Figure 4. Comparison between the number of analysis threads and the amount of data synchronization processing of the two algorithms. (A) Analysis thread number and data synchronization processing capacity of traditional algorithms. (B) Analysis thread number and data synchronization processing volume based on IPAT model algorithm.
By analyzing the data in Figure 4, it can be known that when the number of online trips is 1, the data synchronization processing capacity of the traditional energy consumption analysis algorithm and the energy consumption analysis algorithm based on IPAT model are 2,354 and 2,574 respectively, and the data between them is not different. When the number of threads is 16, their data synchronization processing capacity is 30,152 and 39,548, respectively. It can be seen that there is a huge gap between the data synchronization processing capacity of the two algorithms. It shows that the energy consumption analysis algorithm based on IPAT model has higher data synchronization processing capacity in the case of multi-thread operation.

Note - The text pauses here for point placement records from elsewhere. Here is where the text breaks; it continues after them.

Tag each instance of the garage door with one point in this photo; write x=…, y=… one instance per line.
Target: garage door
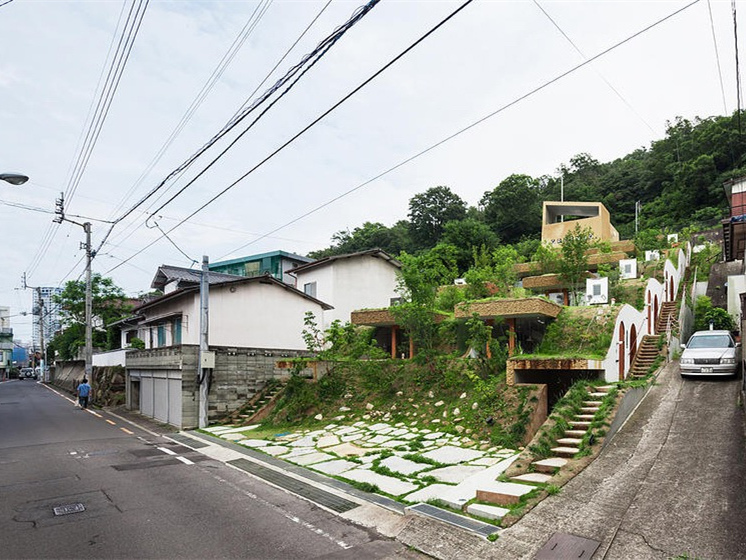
x=160, y=395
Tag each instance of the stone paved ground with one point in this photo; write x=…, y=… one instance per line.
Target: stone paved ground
x=412, y=464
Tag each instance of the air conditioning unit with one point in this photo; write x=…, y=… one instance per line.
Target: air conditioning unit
x=597, y=291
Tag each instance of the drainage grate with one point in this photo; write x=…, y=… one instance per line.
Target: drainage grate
x=316, y=495
x=186, y=440
x=563, y=546
x=478, y=527
x=69, y=508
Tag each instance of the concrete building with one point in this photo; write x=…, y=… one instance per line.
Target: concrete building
x=6, y=343
x=276, y=263
x=559, y=218
x=365, y=280
x=255, y=326
x=42, y=300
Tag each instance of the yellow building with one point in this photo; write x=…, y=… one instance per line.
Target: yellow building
x=559, y=218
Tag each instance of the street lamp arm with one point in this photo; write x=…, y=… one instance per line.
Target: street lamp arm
x=13, y=178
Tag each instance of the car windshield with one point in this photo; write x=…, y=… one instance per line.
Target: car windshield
x=710, y=341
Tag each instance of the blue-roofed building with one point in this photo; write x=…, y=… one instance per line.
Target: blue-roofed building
x=275, y=263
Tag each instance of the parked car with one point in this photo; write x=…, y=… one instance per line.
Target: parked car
x=27, y=373
x=711, y=353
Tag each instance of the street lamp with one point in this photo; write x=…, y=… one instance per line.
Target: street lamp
x=13, y=178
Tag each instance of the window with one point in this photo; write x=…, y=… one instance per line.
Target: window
x=177, y=331
x=310, y=289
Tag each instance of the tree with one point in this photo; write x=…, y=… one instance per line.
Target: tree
x=430, y=211
x=108, y=304
x=467, y=236
x=574, y=262
x=513, y=208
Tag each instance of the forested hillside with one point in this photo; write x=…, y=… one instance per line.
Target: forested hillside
x=678, y=180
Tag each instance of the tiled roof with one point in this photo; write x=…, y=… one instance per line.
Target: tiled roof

Then, the memory occupation of the two algorithms is investigated, and the change of memory occupation with the running time is studied. The results are shown in Figure 5.
Figure 5. Comparison of memory usage of the two algorithms. (A) Memory occupation diagram of traditional algorithms (B) Memory occupation diagram of algorithms based on IPAT model.
Through the analysis of the experimental data in Figure 5, it can be learned that when the running time is 1 h, the memory occupation of the traditional energy consumption analysis algorithm and the energy consumption analysis algorithm based on IPAT model are 987 MB and 971 MB respectively, and the gap between them is relatively small. When the running time is 7 h, their memory consumption is 2,371 MB and 1,308 MB, respectively. Obviously, the energy consumption analysis algorithm based on IPAT model occupies less memory.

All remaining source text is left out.